The focus, then, is on a combination of higher throughput and lower latency as required for demanding use cases in both the consumer and enterprise spheres, such as cloud gaming, extended reality (XR) and industrial edge compute. On the capacity front the key step is supporting 320 MHz-wide channels, which although theoretically achievable in any band, is in practice only possible in the 6 GHz band because that is where the spectrum is available. The objective is to reach speeds of 30Gbps at least for sustainable bursts by combining those 320 GHz channels in the 6 GHz arena with the lower 2.4 GHz and 5 GHz bands, which can then also be used for lower priority best effort processes.

The one trickier aspect concerns not the frequency bands themselves but the maximum power output allowed for WiFi 7 indoors and outdoors. This issue surfaced first in the USA, where regulator FCC had to reconcile the requirements of new unlicensed users with legacy licensed users such as operators of fixed satellite services (FSS).

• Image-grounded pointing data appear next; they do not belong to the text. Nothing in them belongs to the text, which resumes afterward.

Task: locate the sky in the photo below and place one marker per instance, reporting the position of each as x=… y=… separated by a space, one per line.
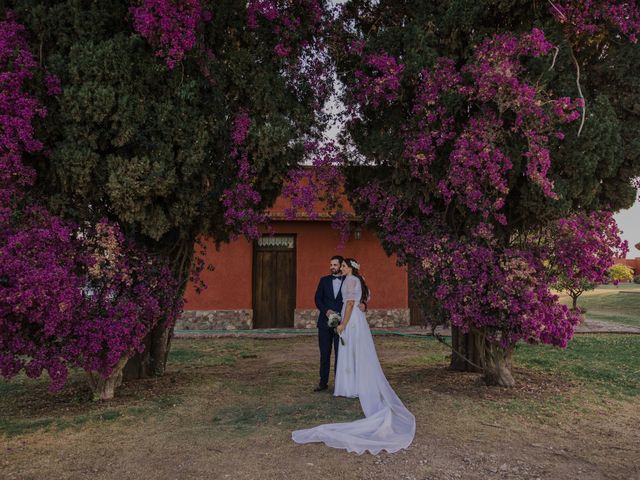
x=629 y=223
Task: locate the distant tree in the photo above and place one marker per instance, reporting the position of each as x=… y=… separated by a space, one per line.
x=467 y=119
x=620 y=273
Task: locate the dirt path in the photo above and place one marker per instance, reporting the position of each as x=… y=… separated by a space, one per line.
x=587 y=326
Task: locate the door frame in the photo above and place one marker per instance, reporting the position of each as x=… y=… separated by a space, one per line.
x=294 y=280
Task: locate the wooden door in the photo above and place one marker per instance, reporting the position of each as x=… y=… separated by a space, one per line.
x=416 y=313
x=274 y=282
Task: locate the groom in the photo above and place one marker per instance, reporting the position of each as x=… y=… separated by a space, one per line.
x=328 y=300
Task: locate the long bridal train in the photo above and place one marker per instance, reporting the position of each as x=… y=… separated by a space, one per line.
x=387 y=425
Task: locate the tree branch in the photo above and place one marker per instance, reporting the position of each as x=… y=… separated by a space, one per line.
x=584 y=103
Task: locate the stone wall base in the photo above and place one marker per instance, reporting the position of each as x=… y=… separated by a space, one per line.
x=377 y=318
x=215 y=320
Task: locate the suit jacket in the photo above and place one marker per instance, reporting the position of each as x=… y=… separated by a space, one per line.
x=326 y=301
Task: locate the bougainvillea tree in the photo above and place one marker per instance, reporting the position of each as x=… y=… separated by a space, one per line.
x=488 y=160
x=175 y=120
x=69 y=296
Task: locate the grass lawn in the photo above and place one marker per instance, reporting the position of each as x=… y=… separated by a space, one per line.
x=226 y=409
x=617 y=304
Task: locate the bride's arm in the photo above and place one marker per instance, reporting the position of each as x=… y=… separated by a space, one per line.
x=347 y=315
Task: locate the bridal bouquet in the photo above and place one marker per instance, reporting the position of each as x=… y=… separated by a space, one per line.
x=334 y=321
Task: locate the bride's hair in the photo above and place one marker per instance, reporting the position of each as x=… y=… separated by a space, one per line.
x=356 y=272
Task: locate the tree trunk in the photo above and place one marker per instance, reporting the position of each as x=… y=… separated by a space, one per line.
x=105 y=388
x=497 y=365
x=465 y=347
x=153 y=360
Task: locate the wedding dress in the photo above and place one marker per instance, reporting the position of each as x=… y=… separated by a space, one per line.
x=387 y=425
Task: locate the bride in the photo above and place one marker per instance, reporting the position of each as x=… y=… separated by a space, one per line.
x=387 y=425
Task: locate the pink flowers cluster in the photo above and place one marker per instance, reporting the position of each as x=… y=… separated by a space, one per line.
x=591 y=17
x=170 y=26
x=18 y=109
x=497 y=75
x=319 y=187
x=69 y=297
x=285 y=19
x=478 y=165
x=462 y=250
x=242 y=200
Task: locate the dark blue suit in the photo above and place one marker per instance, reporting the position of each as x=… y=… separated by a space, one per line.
x=327 y=336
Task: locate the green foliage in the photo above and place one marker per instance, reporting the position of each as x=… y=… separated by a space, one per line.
x=590 y=172
x=621 y=273
x=147 y=146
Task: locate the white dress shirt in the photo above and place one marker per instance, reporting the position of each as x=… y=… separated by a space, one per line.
x=336 y=286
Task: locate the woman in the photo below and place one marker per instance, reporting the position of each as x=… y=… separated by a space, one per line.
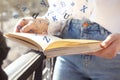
x=79 y=19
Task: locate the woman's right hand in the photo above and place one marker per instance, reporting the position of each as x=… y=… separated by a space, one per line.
x=30 y=25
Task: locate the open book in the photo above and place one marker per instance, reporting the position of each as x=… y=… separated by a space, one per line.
x=53 y=46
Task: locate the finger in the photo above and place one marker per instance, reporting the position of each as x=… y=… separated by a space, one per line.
x=107 y=41
x=20 y=24
x=108 y=52
x=28 y=27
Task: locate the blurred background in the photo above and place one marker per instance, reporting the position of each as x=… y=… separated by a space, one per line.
x=10 y=12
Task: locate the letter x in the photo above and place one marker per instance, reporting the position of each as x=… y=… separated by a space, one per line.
x=84 y=8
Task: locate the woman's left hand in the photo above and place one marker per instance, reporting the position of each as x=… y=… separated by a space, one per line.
x=111 y=45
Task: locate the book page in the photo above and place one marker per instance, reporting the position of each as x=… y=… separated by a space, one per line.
x=71 y=43
x=40 y=41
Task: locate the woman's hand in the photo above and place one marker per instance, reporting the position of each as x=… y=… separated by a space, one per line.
x=111 y=45
x=30 y=25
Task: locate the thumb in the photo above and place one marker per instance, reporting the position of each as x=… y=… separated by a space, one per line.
x=28 y=27
x=107 y=41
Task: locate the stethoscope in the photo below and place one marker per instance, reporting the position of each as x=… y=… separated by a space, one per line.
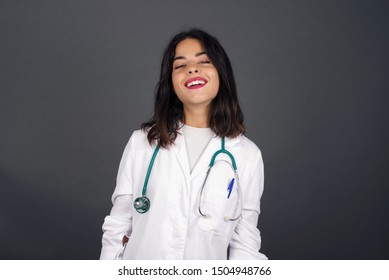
x=142 y=203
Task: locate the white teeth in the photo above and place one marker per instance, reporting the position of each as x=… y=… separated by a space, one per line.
x=196 y=82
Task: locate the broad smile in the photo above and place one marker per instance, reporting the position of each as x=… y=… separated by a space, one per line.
x=195 y=83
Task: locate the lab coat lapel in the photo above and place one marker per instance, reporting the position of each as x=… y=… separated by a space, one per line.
x=213 y=146
x=179 y=149
x=205 y=158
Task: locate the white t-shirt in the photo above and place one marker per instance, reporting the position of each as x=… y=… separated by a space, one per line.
x=196 y=140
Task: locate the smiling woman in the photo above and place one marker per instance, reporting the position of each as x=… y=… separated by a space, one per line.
x=185 y=211
x=195 y=80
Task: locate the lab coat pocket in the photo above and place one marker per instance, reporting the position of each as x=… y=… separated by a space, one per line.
x=119 y=255
x=219 y=201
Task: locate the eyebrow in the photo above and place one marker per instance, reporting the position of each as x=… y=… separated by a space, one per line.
x=196 y=55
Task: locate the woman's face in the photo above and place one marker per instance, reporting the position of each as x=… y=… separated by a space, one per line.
x=195 y=78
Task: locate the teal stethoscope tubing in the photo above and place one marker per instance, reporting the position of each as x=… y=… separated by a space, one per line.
x=142 y=204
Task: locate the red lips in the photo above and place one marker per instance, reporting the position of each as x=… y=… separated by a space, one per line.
x=196 y=82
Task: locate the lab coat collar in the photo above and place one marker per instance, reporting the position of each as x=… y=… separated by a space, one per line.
x=214 y=145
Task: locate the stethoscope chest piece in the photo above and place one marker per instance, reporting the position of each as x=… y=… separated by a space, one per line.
x=142 y=204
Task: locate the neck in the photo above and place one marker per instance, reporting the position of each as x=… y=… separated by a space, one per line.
x=197 y=117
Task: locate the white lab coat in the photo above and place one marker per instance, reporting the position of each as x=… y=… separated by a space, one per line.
x=173 y=227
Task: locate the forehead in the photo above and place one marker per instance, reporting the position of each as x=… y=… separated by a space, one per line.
x=189 y=47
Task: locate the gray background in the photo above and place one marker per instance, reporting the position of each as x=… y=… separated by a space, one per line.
x=77 y=77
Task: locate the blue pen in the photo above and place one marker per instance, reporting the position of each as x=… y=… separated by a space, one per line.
x=230 y=186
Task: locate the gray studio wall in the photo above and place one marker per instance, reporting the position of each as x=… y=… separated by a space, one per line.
x=77 y=77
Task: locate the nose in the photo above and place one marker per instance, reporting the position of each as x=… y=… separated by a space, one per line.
x=193 y=69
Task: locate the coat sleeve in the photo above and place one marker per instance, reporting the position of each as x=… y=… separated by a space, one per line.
x=246 y=238
x=119 y=222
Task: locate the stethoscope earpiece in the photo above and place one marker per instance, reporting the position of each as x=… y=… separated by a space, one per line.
x=142 y=204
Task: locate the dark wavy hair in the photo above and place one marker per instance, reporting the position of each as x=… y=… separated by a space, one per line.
x=226 y=117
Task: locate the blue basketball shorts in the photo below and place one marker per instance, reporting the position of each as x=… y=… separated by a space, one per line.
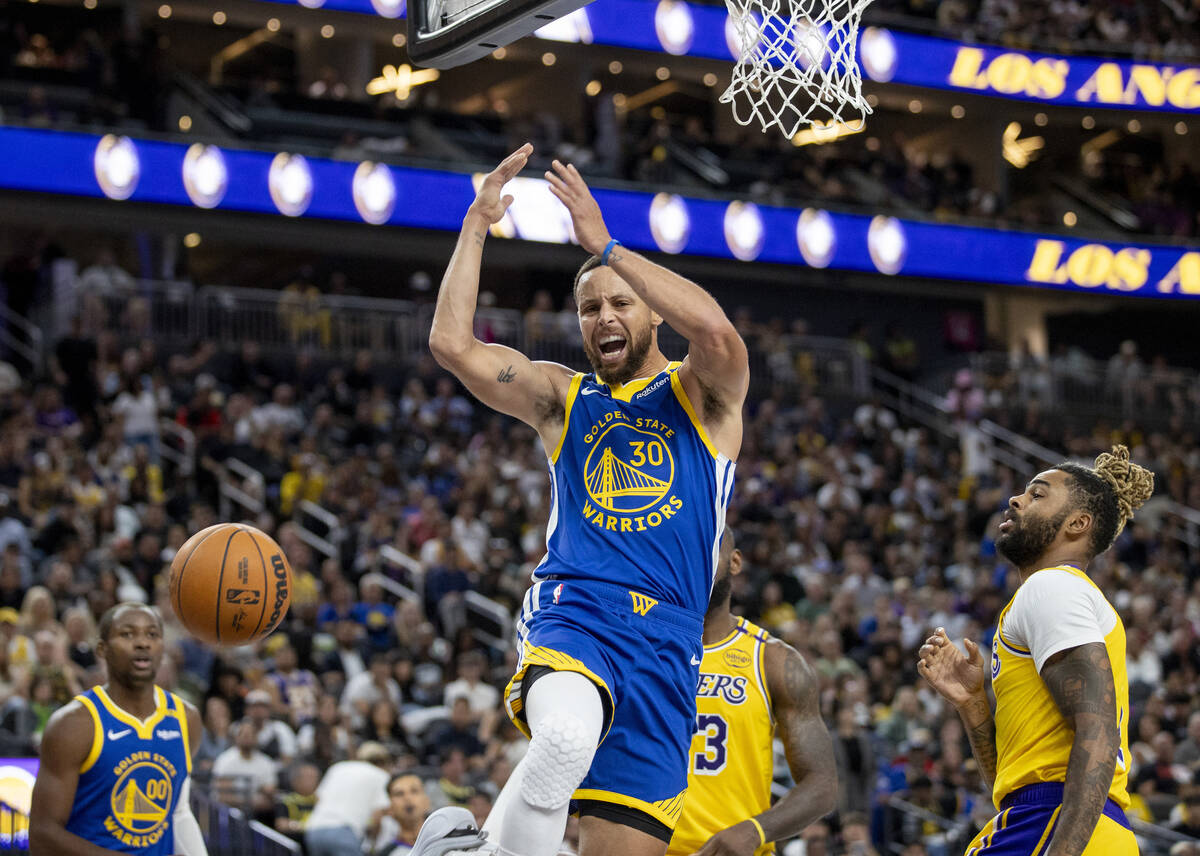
x=1030 y=816
x=645 y=658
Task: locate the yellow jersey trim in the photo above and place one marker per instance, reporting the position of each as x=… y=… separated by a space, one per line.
x=97 y=734
x=682 y=395
x=144 y=729
x=181 y=714
x=534 y=656
x=625 y=391
x=1045 y=833
x=573 y=390
x=666 y=812
x=733 y=635
x=760 y=670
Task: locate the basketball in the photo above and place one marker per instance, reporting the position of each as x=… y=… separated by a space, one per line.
x=231 y=584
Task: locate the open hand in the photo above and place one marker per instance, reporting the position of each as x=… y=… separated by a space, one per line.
x=571 y=190
x=489 y=203
x=958 y=677
x=741 y=839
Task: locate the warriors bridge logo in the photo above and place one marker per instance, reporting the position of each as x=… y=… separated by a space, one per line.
x=629 y=471
x=141 y=800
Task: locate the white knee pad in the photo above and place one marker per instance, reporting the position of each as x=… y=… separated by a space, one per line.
x=558 y=759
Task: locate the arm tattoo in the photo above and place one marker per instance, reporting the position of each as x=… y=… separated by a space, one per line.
x=1080 y=680
x=795 y=700
x=981 y=729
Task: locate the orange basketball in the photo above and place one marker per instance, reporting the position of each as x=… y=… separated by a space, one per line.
x=231 y=584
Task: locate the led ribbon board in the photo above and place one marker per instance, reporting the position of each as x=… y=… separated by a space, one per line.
x=291 y=185
x=678 y=28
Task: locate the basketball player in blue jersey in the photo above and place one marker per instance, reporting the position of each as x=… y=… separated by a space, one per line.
x=641 y=456
x=1056 y=750
x=115 y=760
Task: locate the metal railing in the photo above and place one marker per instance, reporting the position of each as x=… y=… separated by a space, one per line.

At first this looked like hobbling WiFi in this band, but then the FCC came up with its two-tier Automated Frequency Coordination (AFC) system, to shield incumbent licensed users while allowing WiFi devices to operate at higher output to ensure adequate range. One category was defined for low-power APs for indoor WiFi-only use, and others for standard-power APs for indoor and outdoor use.

Early this year, the FCC conditionally approved AFC schemes from a number of vendors, including Broadcom, Google, Nokia, Federated Wireless and Qualcomm, as well as the WiFi Alliance. This involved testing followed by a probation period during which any member of the public could conduct tests.

AFC appears to fix the power output problem, but that only applies in the USA, and MediaTek suggests that means that users in other countries may not get the full benefit of WiFi 7’s increased capacity. That seems curious since the power output restrictions AFC addresses were themselves imposed only in the USA. The implication is that similar restrictions apply in other jurisdictions, a point that MediaTek was unable to comment on.

It is clear that there is still debate and uncertainty over the allocation of spectrum across the upper part of the 6 GHz band, which is needed to achieve the full promise of WiFi 7, both at country and global level. The USA took a lead here by considering the whole 5.925-7.125 GHz band in its considerations almost from the outset, followed by some other quite early movers, such as South Korea, Brazi, and Saudi Arabia, but Europe lagged behind by focusing only on the lower half of the band. This was not of much consequence for WiFi 6/6E but would be, if still unresolved for WiFi 7, because it might preclude use of those larger 32 MHz channels.

Europe seems to have been waiting for the World Radio Conference 2023 conference, scheduled for September and October next year, to resolve the issue at a global level, but meanwhile the industry is already moving towards early WiFi 7 deployments around that time. The key step will be enabling use of this band for higher-power outdoor use, with the first move being low-power indoor use, as with the FCC AFC schemes.

Some countries, such as the UK, have embarked on the first step, with regulator Ofcom starting a consultation to add the 6425-7070 MHz band to its Shared Access licensing framework for low-power, indoor use, in February 2022. But Ofcom cited lack of demand in that upper 6 GHz band and so decided not to proceed with proposals to add that to the shared framework.

Ofcom then began to focus more on assessing whether high-power licence exemption could be a suitable use of the band, promising to feed that into preparations for WRC-23.

The global picture for WiFi 7 spectrum will not then be clear until after WRC-23 in almost a year’s time. But platforms such as MediaTek’s could presumably be adjusted in software for different deployment situations providing they support the underlying MLO.